I have what I believe to be a trapped nerve, or possibly a frozen shoulder. The pain is in the top of my left shoulder and neck and also down my left arm. The arm pain feels like pins and needles or cramp, or similar to when your foot goes to sleep or a 'dead arm' you used to get from the school bully  It is a dull, aching throb.

I did some DIY plumbing about a month ago (fitting new taps and flexi hoses to the bath) and spent a good few hours laying down and reaching/stretching with my left arm under the bath trying to get the blasted old taps undone. Then, a few weeks ago, I was a passenger in a car that slowed down quite sharply and I guess the jolt exacerbated what was already the start of the problem. Needless to say, it's stopped me from cycling for a while and I can't wait to get out again.

I have done various stretches and shoulder/arm rolls and the pain has pretty much gone. It's just when I go to bed and try and get comfortable that it kicks in again, as it does for the first few hours upon waking.

Just a heads up to you guys an' gals...make you sure you get some stretches in every day. It only takes 5-10 minutes. Keep an eye on your posture, too! I got lazy and look what happened!!!!


----------



## cyberknight (17 May 2015)

Welcome to my world, i need to do physio stretches every day , i wake up with tingling left hand that can last a few hours or it can be pain free for ages .


----------



## Rykard (17 May 2015)

I had xrays seems I have osteophytes in my neck that are rubbing the nerves


----------



## migrantwing (17 May 2015)

I'd 'like' your posts, lads, but there's nothing to like. Horrible pain.

@cyberknight. That sounds the same as me. Just got some Movelat gel to try and ease it.


----------



## vickster (17 May 2015)

@migrantwing have you seen a doctor and then a physio. Get a diagnosis and tailored exercise programme

I've got shoulder issues at the moment, seeing a specialist on Wednesday, having been referred from GP to physio to specialist (to be fair, the process is being facilitated by private heathcare)
Don't mess around if you suspect a trapped nerve (and try to modify how you lie on the arm at night. try to keep it straight rather than bent with hand near head)


----------



## ayceejay (17 May 2015)

The shoulder joint is like a ball joint, one round bone moves within the socket of another bone.If you stand with your arms outstretched and palms down and then turn your hands up you will experience this for yourself. Any kind of stiffness or pain in that movement is a problem but it sometimes has an easy solution like anti inflammatory drugs that might be worth a try. Beware any doctor who recommends cortisone injection.


----------



## vickster (17 May 2015)

ayceejay said:


> Beware any doctor who recommends cortisone injection.

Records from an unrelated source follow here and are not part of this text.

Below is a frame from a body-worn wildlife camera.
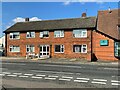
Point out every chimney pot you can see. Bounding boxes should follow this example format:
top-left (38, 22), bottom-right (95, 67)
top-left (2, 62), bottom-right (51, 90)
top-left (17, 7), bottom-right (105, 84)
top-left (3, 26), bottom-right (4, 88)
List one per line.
top-left (25, 18), bottom-right (29, 22)
top-left (82, 13), bottom-right (87, 17)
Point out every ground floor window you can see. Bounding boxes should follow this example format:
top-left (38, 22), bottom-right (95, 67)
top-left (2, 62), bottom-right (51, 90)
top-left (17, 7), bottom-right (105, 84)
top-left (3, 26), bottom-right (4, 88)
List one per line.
top-left (10, 46), bottom-right (20, 52)
top-left (115, 42), bottom-right (120, 57)
top-left (55, 45), bottom-right (64, 53)
top-left (26, 45), bottom-right (35, 52)
top-left (73, 45), bottom-right (87, 53)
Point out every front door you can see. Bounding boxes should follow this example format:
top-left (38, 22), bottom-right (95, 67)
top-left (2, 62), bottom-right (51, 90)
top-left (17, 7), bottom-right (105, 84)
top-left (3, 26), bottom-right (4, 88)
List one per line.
top-left (40, 45), bottom-right (50, 58)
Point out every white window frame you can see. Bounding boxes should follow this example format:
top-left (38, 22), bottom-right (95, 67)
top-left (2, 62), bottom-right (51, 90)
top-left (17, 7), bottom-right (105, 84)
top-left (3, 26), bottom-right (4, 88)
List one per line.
top-left (40, 31), bottom-right (49, 38)
top-left (81, 44), bottom-right (87, 53)
top-left (54, 30), bottom-right (64, 38)
top-left (26, 32), bottom-right (35, 38)
top-left (73, 44), bottom-right (87, 53)
top-left (9, 45), bottom-right (20, 52)
top-left (114, 42), bottom-right (120, 57)
top-left (26, 45), bottom-right (35, 53)
top-left (54, 45), bottom-right (65, 53)
top-left (9, 32), bottom-right (20, 39)
top-left (73, 29), bottom-right (87, 38)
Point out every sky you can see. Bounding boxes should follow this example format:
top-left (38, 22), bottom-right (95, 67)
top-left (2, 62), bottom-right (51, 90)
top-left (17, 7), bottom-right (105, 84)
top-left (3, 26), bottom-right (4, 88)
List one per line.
top-left (0, 1), bottom-right (118, 36)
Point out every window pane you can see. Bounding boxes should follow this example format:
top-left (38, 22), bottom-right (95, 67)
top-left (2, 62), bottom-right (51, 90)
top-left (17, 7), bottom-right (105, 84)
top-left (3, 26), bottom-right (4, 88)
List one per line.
top-left (61, 30), bottom-right (64, 37)
top-left (40, 46), bottom-right (42, 51)
top-left (55, 45), bottom-right (60, 52)
top-left (54, 31), bottom-right (60, 37)
top-left (47, 46), bottom-right (49, 52)
top-left (43, 46), bottom-right (46, 52)
top-left (82, 45), bottom-right (87, 53)
top-left (73, 45), bottom-right (81, 52)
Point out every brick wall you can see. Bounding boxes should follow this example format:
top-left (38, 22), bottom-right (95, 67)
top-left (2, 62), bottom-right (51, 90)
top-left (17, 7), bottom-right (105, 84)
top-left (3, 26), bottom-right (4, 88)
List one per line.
top-left (93, 32), bottom-right (118, 61)
top-left (7, 30), bottom-right (91, 60)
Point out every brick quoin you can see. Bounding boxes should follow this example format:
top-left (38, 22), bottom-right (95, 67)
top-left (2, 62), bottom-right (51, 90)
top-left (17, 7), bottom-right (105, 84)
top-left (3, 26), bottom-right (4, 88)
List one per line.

Why? If oral anti inflammatory haven't worked? I'd rather try an injection, before surgery


----------



## ayceejay (17 May 2015)

You are jumping the gun there Vicky as I never mentioned surgery as the alternative
I have had cortisone injections in my shoulder and one out of three hit the spot. If you want me to suggest an alternative to someone who is guessing that the problem is something to do with the shoulder and someone who has correctly diagnosed the problem and knows how to fix it I can do that
Incidentally my shoulder was finally fixed by using Viox that enabled me to mobilise the joint and that is what fixed it.


----------



## vickster (17 May 2015)

Vioxx withdrawn as it killed rather a lot of patients 

I don't understand the rest of your post, it's late!


----------



## martint235 (18 May 2015)

I had similar symptoms a couple of years ago which was eventually diagnosed as degeneration of the cervical discs (I think C6/C7). There weren't a lot of options given it was "just something that is happening" and was told eventually by the physio just to ensure I kept doing neck exercises particularly when out on the bike (although not while moving obviously). This did make the symptoms stop although they have just returned probably as a result of my returned distance cycling. Will have to start doing the exercises again.


----------



## Drago (18 May 2015)

Could be adhesive encapsulatis. I've suffered with that and its not nice. Took about a year to properly recover.


----------



## migrantwing (18 May 2015)

Not yet @vickster, I have been waiting for it to run its course and see if it subsides. If it's not gone by midweek then I'll book a doctors appointment.

I do get the odd click now and then when I oustretch my arms and rotate my palms upwards, as @ayceejay mentions, but not every time. I do a few backwards shoulder rolls and various stretches (head left and right, head forward and chin touching chest and also putting a towel or hands behind head and gently pulling head back) which do help quite a lot.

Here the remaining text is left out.